Mary crossed the street and continued to walk slowly near the Thorold compound. She seemed to be examining the high iron fence, topped with spikes, which ran round the perimeter of the property. Her innocence was looking more improbable by the minute. James knew that his own actions were suspicious, of course. But his motives were straightforward enough.

He knew full well what he ought to do: forget about her, except when her actions affected his own quest. He knew, equally well, what he ought
not
do: he ought not waste his time — and lose sleep — wondering about her motives. He ought not worry about the dangers to which she might expose herself. He ought not waste time bandying words with her when he called on Angelica. And he most certainly ought
not
admire the slim elegance of her figure just a hundred yards ahead of him.

Certainly not the last.

And speaking of wasting time . . . he consulted his pocket watch. He’d now seen what Mary was up to, if not why, and he had to meet with a client in half an hour. James inclined his head slightly and stopped at a quiet street corner.

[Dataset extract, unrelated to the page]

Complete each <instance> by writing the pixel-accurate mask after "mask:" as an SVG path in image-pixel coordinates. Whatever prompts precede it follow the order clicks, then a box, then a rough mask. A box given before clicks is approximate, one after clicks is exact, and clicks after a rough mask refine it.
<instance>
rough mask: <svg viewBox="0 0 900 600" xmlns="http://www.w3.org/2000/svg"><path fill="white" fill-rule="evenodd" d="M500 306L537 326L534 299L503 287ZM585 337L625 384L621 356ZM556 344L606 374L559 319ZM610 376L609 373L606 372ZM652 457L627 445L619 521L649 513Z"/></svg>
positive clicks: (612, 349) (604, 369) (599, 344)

Mary drifted slowly from view.

“Sir?” Alfred Quigley popped up.

“Report to me this evening at my office. I shall be there until eight o’clock.” He murmured the address.

Quigley nodded once and skipped off, immediately losing himself in the throng.

At seven o’clock the same evening, James was the last man at work at his offices in Great George Street. He generally was, although this evening he was distracted and unproductive. He had just resolved for the ninth time to stop thinking about Mary Quinn when a light scratching at the door made his head snap up. “Enter.”

Alfred Quigley slid noiselessly into the room. “Evening, Mr. Easton.”

“Well, Quigley?”

The lad’s report was straightforward enough. Miss Quinn spent another ten minutes casing the warehouse grounds, then took an omnibus back toward town. She stopped on the way in Clerkenwell and purchased a number of items, including several yards of strong rope and some boys’ clothing, paying cash for these items. Alighting again in Bond Street, she bought some ribbons and silk thread, which were charged to the Thorolds’ account. The rest of her day was spent indoors.